Functional Analysis – Support Projection vs Closed Support Projection of a Normal State in Enveloping von Neumann Algebra

c-star-algebrasfa.functional-analysisnoncommutative-topologyoa.operator-algebrasvon-neumann-algebras

I preface this by saying that I am fairly new to the enveloping von Neumann algebra scene, so there may be some gaps in my understanding.

Given a $C^*$-algebra $A$ and a state $\phi$ on $A$, one may consider $\phi$ as a normal state on the universal enveloping von Neumann algebra $A''$ of $A$. In this case, there should be a support projection $\text{supp}(\phi) \in A''$ for $\phi$, that is, a minimal projection such that $\phi(\text{supp}(\phi))=1$.

For a (concerning) example, if $A = C([0,1])$ and $\phi$ is the Lebesgue integral, this seems to give us a projection in $C([0,1])''$ which is smaller than the operator of multiplication by the indicator function of any set of full Lebesgue measure. This is a confronting possibility, so have I made a mistake somewhere or is this just evidence of how complicated $C([0,1])''$ is?

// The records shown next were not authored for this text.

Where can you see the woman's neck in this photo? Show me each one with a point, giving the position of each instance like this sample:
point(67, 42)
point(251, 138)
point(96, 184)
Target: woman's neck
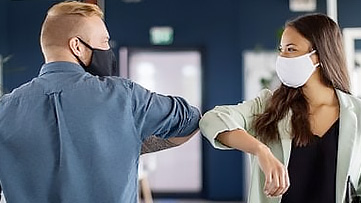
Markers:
point(318, 94)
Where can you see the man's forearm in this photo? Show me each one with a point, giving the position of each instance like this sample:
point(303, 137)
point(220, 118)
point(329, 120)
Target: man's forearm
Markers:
point(154, 144)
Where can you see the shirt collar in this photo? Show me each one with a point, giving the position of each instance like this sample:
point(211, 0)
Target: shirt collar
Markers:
point(60, 66)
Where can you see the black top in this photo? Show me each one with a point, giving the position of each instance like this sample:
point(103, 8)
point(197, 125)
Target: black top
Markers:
point(312, 170)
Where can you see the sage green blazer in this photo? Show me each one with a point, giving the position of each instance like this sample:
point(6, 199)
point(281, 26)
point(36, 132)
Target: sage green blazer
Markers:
point(231, 117)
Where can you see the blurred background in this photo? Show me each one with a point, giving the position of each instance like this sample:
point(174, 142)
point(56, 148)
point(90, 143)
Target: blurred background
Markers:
point(212, 52)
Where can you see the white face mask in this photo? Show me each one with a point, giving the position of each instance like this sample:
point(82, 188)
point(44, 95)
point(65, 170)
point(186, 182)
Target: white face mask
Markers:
point(294, 72)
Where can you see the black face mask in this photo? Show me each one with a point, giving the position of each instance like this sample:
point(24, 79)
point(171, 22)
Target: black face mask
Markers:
point(102, 63)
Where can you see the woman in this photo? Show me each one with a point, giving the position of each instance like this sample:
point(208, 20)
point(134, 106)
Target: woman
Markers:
point(305, 137)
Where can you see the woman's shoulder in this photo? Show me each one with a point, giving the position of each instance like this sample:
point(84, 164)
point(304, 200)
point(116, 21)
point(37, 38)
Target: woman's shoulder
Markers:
point(349, 101)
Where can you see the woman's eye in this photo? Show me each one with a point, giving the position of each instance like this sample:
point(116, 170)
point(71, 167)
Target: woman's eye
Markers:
point(291, 49)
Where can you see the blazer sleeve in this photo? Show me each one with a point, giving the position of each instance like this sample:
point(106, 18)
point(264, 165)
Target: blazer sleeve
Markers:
point(232, 117)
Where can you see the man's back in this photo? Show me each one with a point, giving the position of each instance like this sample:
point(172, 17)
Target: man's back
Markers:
point(67, 136)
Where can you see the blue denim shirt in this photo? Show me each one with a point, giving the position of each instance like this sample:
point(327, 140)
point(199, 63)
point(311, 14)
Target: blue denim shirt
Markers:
point(70, 137)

On the other hand, we could restrict to closed projections (in the sense of Akemann, The General Stone-Weierstrauss problem, 1969). Then for commutative $C^*$-algebras there is a smallest closed projection of full "measure", since (normal) states correspond to regular Borel probability measures and closed projections correspond to closed subsets of the spectrum. Furthermore, these "closed support projections" are much less pathological than the support projection in the enveloping von Neumann algebra.

I have a proof sketch via the universal representation that "closed support projections" do exist in the non-commutative case too, but nowhere do I use closedness, so I will not feel confident in its validity until I know what is going on with the support projection of the Lebesgue integral on $C([0,1])$.

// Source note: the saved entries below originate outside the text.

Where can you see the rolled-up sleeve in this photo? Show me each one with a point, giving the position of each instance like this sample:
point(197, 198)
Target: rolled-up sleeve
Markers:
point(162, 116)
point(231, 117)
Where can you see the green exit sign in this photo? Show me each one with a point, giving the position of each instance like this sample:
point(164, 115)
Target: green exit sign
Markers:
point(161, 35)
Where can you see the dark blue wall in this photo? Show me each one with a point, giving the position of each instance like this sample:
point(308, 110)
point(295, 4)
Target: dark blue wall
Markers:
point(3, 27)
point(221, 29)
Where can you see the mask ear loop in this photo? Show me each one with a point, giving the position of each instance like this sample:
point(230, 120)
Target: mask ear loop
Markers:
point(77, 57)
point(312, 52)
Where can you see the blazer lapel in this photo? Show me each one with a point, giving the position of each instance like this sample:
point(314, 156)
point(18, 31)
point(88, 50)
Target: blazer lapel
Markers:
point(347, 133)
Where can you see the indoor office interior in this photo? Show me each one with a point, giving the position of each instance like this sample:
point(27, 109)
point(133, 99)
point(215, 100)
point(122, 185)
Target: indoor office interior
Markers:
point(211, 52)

I would also be interested to know if people have already thought about closed support projections, for example if it is known whether they are the closure of the support projection.

Thanks in advance.

Best Answer

I am not quite sure what the question is, so let me try to understand what your unease is. In the example we take $A=C([0,1])$ and for the state $\phi$ take normalised Lebesgue measure. What is the support projection in $A''$? When you write the following:

... which is smaller than the operator of multiplication by the indicator function of any set of full Lebesgue measure.

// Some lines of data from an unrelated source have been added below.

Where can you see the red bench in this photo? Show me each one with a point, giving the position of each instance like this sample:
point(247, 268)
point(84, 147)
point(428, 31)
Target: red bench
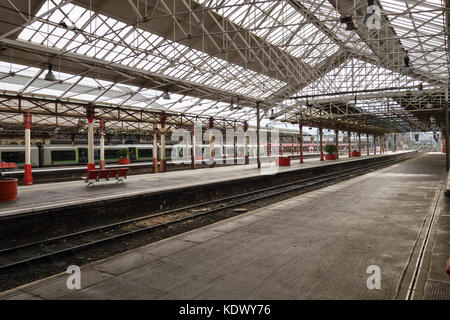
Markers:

I think your intuition is proceeding as follows: we think of $A''$ as somehow being a space of functions on $[0,1]$, and then guess that the support projection of $\phi$ is the indicator function of $[0,1]$. But then we could adjust this function to be zero at some points, and it would still be a projection, and still give all of $\phi$. In this way, we seem to conclude that there can be no minimal projection.

The fault in this reasoning is to believe that $A''$ can in any way be thought of as functions on $[0,1]$. As $A''$ is a commutative von Neumann algebra, it is isomorphic to $C(X)$ for some compact hyperstonian $X$. In the literature, $X$ is called the hyperstonian cover of $[0,1]$. A recent book on this subject is "Banach spaces of continuous functions as dual spaces" by Dales, Dashiell, Jun, Lau and Strauss Zbl 1368.46003

How to think about $A''$? Let $z$ be the support projection of $\phi$, a central projection. One can show that $A'' \cong zA'' \oplus_\infty (1-z)A''$ the $\ell^\infty$-direct sum of two von Neumann algebras. In this case, $zA'' \cong L^\infty([0,1])$ while $(1-z)A''$ is very complicated, given by all probability measures on $[0,1]$ (= states on $A$) which are singular with respect to Lebesgue measure. As $zA''\cong L^\infty([0,1])$ we see that the indicator function of $[0,1]$ is minimal in $L^\infty([0,1])$, with the property that it has full Lebesgue measure.

Thus one picture of $A''$ is to take some maximal family $(\mu_i)$ of mutually singular probability measures on $[0,1]$ and then $A''$ is isomorphic to the $\ell^\infty$-direct sum of $L^\infty([0,1], \mu_i)$.

I do not know about closed projections, and so will let someone else answer there.